3. “The White Album” (The White Album)
The titular essay of the 1979 collection is a lyrical odyssey through the stormy waters of Didion’s life in the 60s. It begins with her meeting Jim Morrison during a recording session for The Doors. As Didion writes, “The curious aspect of Morrison’s arrival was this: no one acknowledged it.” She eventually dives into her personal life, specifically about her brief institutionalization at a mental hospital as well as her fears regarding the Manson Family murders (she knew Sharon Tate).
What Didion does so masterfully in this essay is capture the paranoia of that time. If you haven’t read this essay, I suggest you do so ASAP. It’s not only a literary triumph, but also a gritty glimpse into a dystopian America.
2. “After Life” (The Year of Magical Thinking)
Didion’s most heartbreaking work to date. “After Life” is the first five chapters of The Year of M
agical Thinking, and appeared in the New York Times on September 2005, a month before the landmark memoir was published. Warning, have a box of tissues by your side. Didion doesn’t hold back in documenting the shock of losing her husband: “Life changes fast. Life changes in the instant. You sit down to dinner and life as you know it ends.”
The book was adapted into a Broadway play starring Vanessa Redgrave as Joan Didion. However the story was revised to include the death of Didion’s daughter, Quintana, which happened during her book tour for The Year of Magical Thinking. Didion would later write about Quintana’s death in her last memoir, Blue Nights.

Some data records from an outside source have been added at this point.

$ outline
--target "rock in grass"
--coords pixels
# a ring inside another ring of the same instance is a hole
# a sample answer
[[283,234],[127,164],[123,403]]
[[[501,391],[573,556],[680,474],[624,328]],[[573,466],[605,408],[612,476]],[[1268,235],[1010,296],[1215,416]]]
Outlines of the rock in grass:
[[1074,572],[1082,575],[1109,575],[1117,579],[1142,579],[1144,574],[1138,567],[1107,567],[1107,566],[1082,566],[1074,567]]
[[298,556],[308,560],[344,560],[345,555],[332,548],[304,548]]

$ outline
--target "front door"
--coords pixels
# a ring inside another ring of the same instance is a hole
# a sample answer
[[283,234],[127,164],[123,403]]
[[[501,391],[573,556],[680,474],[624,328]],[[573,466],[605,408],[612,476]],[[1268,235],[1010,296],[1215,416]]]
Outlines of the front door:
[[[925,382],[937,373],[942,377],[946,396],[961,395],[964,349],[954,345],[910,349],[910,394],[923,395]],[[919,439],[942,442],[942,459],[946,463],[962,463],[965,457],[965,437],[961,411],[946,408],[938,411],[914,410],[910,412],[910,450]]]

1. “Goodbye to All That” (Slouching Towards Bethlehem)
As if any Didion fan needs an introduction to this one. This, ladies and gentlemen, is most people’s gateway to Didion. In “Goodbye to All That” she writes about her love affair with New York City and how it came to an end. The story first appeared appeared in The Saturday Evening Post, and would later be anthologized in her 1968 essay collection, Slouching Towards Bethlehem. Just to refresh your memory on how kick-ass this essay is:
“I can remember now, with a clarity that makes the nerves in the back of my neck constrict, when New York began for me, but I cannot lay my finger upon the moment it ended, can never cut through the ambiguities and second starts and broken resolves to the exact place on the page where the heroine is no longer as optimistic as she once was.”
Writer’s note: I originally penned a version of this essay for HelloGiggles back in 2015.